In  the  report  attached  to  the  Economic  Framework  and  Productivity  Support, CSP3-2-06, of the Government Plan, the Minister states –

"Funding for implementation plans may be made available through a new Productivity Support Scheme (from 2021)."

Support that was promised for 2018 will not now be delivered until 2021. This lack of action on the part of Economic Development not only gets in the way of the work of the Employment Forum, but also holds back progress on CSP 4, the aim to reduce income inequality, in this case through the rise in the minimum wage.

Additional investment required (£'000)

2020  2021  2022  2023

£500  £1,000  £1,000  £1,000 Revised £800  £900  £900  £900

The Council of Ministers stated in the CSP –

"We will urgently develop a comprehensive economic framework that will deliver the economic evidence to assess and prioritise how and when we act."

When the Chief Minister committed himself to deliver a productivity plan, he could not have thought that this would not be in place until 2021. This is hardly a reflection of the urgency reflected above.
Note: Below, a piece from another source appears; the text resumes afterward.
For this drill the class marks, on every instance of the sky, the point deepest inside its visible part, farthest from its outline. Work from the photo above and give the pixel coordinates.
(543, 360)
The description for the plans in CSP3-2-06 are quite detailed:

Funding for implementation plans may be made available through a new Productivity Support Scheme (from 2021). It is envisaged that the scheme will provide discretionary grants or other forms of funding to organisations (and departments) whose business plans/ proposals demonstrate potential for material productivity gains and which are

aimed  at  addressing  at  least  one  of  the  five  key  drivers  of  productivity  growth: investment, infrastructure, innovation and enterprise, skills and competition.

What is needed is some sense of urgency in order to deliver this support in 2020. A guarantee of action to support improved productivity for the low-pay sectors of the economy would enable members of the States to fulfil one of its commitments – to raise the minimum wage to 45% of the average wage by the end of 2020. The rise to be delivered in 2 stages, in April by 30 pence and a further 34 pence in October, adding up to an hourly rate of £8.66.

Financial and manpower implications

There are no financial or manpower implications for the States arising from the adoption of this proposition.

 _____________________________________________________________________

Re-issue Note

This publication is re-issued to correct an error within the title (as shown on the front cover) and in paragraph (a) of the proposition. In both instances the amendment number of the relevant Order has been corrected from "(Amendment No. 16)" to "(Amendment No. 13)".